Aber ein kräftiger Windstoß hob die beiden in die Luft und sie flogen
gegen die Sonne. Der Esel war plötzlich zu einem Luftschiff geworden.
Peter schnitt sich vom blauen Himmelszelt ein Stück ab und setzte es als
Segel. Immer näher und näher kamen sie der Sonne. Die Geschwindigkeit war
schneller als das Licht, so konnte ihnen die Sonnenhitze nichts antun.
Beim Vorbeiflug stülpte Peter seinen Spezialsack über die Sonne. Es gab einen
kurzen Ruck und der feurige Ball ward gefangen. Peter fühlte sich als Gewinner
einer Wette und eines Versprechens.
Auf der Erde stellte die Menschheit eine totale Sonnenfinsternis fest,
die aber nicht zu enden schien. Die Sonne zappelte im Sack und flehte Peter
an sie wieder frei zu lassen, da sonst alle Menschen und Tiere, auch alle
Pflanzen auf Erden sterben müssten. Der krumme Peter lies sich aber nicht
erweichen und in Blitzes Eile waren alle zurück auf der Erde.
Zuerst landete der krumme Peter auf der höchsten Bergspitze.
Von hier aus ging er genau den Weg zurück, den er gekommen war.
Wie ein Wunder war sein Luftschiff wieder aufgetaut, und der treue Esel brachte
ihn heil den höchsten Berg hinab.
Eiligst machte sich der krumme Peter auf den Heimweg.
Hier war alles weiß, voller Schnee und Eis. Die Menschen froren. Der stumme
Hans saß in einer Ecke seines Hauses und war noch stummer als schon zuvor.
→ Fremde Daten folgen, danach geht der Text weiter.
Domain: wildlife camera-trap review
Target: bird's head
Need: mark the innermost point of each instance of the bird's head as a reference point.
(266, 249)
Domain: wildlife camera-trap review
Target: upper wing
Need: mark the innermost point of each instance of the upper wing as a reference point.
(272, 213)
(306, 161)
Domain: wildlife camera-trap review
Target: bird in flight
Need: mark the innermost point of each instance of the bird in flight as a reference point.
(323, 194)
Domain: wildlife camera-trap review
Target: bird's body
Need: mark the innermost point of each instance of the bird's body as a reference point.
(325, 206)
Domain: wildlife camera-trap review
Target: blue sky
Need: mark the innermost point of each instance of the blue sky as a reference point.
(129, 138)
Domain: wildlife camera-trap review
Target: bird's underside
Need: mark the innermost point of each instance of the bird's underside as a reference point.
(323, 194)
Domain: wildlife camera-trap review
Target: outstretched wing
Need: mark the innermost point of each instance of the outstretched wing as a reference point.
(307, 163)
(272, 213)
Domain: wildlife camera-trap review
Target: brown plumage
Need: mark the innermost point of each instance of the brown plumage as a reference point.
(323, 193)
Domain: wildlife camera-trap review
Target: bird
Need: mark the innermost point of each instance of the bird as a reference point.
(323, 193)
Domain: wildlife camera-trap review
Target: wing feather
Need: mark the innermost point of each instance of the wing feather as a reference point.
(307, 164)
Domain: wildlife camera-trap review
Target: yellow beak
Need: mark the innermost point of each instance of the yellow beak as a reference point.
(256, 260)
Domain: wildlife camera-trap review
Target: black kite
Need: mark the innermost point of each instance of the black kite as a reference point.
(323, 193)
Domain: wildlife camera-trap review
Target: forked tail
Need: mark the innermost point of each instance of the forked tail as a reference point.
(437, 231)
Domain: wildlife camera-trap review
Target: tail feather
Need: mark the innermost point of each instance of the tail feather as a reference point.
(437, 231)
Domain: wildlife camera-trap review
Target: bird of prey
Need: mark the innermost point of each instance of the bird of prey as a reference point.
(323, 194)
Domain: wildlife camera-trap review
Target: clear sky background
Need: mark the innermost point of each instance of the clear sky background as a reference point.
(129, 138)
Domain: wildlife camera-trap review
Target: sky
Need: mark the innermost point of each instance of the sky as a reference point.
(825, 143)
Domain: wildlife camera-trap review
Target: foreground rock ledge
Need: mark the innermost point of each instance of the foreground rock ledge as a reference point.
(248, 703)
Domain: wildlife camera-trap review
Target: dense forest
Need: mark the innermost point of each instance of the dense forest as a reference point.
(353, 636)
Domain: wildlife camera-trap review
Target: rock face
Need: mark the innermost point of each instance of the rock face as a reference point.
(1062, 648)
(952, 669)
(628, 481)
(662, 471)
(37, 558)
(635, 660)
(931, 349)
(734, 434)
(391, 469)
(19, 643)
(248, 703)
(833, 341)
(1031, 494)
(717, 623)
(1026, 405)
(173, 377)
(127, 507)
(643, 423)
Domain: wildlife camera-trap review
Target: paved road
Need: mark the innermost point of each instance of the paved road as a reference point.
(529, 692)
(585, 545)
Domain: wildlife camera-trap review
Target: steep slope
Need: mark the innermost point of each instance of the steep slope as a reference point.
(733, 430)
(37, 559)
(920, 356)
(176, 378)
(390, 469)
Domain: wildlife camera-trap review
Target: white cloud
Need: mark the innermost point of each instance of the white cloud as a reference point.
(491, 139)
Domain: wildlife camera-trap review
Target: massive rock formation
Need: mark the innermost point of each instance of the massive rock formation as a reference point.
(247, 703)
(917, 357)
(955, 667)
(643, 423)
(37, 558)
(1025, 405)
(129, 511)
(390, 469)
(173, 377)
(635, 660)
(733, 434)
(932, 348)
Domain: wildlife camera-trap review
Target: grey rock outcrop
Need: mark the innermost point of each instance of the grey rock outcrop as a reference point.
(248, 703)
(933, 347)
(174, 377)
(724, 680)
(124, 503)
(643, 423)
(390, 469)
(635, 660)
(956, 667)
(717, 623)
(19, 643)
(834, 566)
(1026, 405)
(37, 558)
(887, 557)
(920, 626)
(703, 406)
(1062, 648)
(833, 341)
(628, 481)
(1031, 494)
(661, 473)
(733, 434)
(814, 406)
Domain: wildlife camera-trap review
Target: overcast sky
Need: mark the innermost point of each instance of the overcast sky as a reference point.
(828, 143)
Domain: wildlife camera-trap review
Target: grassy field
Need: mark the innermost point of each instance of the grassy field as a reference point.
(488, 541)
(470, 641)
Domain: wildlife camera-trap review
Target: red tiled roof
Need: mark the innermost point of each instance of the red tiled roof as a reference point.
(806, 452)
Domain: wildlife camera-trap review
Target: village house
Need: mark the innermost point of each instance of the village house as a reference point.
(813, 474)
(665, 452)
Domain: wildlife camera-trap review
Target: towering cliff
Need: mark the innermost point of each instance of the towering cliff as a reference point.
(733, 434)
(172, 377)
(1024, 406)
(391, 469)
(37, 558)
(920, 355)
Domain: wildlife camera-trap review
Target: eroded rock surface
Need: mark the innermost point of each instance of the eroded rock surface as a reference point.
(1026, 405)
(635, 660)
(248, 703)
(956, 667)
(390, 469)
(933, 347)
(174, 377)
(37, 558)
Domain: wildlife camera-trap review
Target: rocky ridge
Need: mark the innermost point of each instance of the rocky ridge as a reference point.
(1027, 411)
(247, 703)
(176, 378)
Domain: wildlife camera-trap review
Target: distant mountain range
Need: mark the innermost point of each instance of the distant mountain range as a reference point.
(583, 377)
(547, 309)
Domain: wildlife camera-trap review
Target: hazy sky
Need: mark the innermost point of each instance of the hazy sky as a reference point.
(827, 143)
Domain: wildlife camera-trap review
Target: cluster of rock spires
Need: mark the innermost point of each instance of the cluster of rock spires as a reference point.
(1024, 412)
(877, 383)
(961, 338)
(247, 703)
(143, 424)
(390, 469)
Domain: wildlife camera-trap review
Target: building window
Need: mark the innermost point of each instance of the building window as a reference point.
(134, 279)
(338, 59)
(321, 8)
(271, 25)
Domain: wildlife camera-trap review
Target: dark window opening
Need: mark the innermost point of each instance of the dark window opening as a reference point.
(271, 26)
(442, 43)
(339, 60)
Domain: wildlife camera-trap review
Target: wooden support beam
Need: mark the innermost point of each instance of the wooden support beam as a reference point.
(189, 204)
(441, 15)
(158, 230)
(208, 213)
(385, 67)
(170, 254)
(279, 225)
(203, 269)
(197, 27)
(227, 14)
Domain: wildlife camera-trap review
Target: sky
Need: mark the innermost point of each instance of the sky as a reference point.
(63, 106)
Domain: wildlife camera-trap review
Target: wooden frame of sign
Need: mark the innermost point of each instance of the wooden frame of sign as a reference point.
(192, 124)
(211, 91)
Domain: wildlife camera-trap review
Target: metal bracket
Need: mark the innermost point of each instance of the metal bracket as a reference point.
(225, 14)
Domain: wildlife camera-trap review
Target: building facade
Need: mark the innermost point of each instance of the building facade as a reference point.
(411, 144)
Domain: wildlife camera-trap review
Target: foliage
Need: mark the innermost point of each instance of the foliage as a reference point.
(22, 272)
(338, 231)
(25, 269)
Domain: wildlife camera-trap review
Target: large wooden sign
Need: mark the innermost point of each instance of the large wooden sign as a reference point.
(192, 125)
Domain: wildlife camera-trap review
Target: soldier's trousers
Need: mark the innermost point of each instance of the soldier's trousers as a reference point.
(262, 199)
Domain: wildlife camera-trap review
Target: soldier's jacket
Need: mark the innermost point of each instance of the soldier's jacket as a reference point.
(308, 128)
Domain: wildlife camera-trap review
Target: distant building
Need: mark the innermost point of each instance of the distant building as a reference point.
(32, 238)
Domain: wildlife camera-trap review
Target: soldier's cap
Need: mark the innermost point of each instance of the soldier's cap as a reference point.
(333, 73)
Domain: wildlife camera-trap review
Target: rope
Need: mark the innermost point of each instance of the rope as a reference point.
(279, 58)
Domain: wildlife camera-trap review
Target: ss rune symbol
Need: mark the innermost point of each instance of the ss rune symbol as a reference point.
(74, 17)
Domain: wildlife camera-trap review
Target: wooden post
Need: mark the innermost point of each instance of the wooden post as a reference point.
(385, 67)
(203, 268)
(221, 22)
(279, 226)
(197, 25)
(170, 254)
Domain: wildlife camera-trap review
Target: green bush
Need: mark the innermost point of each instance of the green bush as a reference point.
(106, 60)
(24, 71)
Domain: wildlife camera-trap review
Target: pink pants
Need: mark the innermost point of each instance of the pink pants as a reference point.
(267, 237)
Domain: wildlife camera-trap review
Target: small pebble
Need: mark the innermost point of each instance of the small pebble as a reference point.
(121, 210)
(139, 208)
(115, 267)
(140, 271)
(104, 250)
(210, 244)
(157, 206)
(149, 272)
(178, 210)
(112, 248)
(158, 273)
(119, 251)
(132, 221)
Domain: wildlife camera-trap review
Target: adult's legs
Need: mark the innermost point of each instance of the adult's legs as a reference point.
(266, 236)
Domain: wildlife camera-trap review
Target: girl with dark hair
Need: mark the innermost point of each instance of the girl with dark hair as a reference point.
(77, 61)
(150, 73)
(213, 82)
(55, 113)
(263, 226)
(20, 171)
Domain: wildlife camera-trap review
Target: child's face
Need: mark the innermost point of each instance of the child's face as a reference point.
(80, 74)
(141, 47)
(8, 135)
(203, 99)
Keine Sonnenblumen standen mehr auf dem Feldern, die Flüsse und Seen waren mit
einer dicken Eisschichte zugedeckt. Der krumme Peter wollte freudig dem
stummen Hans die eingefangene Sonne im Sack als Sieger überreichen! Da winkte
der stumme Hans mit müder Handbewegung ab, und ein paar Tränen rollten über
seinen Bart, die sogleich zu Eis wurden.
Alle waren traurig! Niemand freute sich über die gefangene Sonne.
Da entschloss sich der krumme Peter, so krumm zu bleiben wie er war und
ließ die Sonne aus dem Sack. Diese rieb sich ihre verweinten Augen,
erhob sich von der Erde immer höher und höher bis sie pünktlich um Punkt 12 am
blauen Himmelszelt stand und aus vollem Herzen auf die Erde lachte,
die sich wieder an den warmen Strahlen erfreute, und alles fing an zu
blühen, die Vögel sangen auf den Bäumen, die Fische schwammen wieder um die
Wette, und der stumme Hans mit dem krummen Peter saßen wieder auf der Bank am
Waldrand und freuten sich daran, dass alles wieder so war,
wie es vorher gewesen ist.
Als Peter dem Hans vor Freude den Sack aus liebe und Treue gewoben über den
Kopf stülpte, geschah ein Wunder!
Hans konnte plötzlich all die Vögel singen hören, und das
Rauschen Der Bäume im Wind vernehmen.Seine Stimme kam zurück, er konnte
wieder sprechen!
Auch Peters Rücken hatte sich gestreckt! Seine Arme und Beine hat ein
Wunder von Liebe und Treue aus den Banne einer Krankheit gelöst.
Mit beiden Armen winkte er zur Sonne empor, war überglücklich über das
wunderbare Ende seiner Reise zur Sonne.
Wir sollten uns öfters kleider aus
Liebe und Treue weben und gegenseitig damit erfreuen.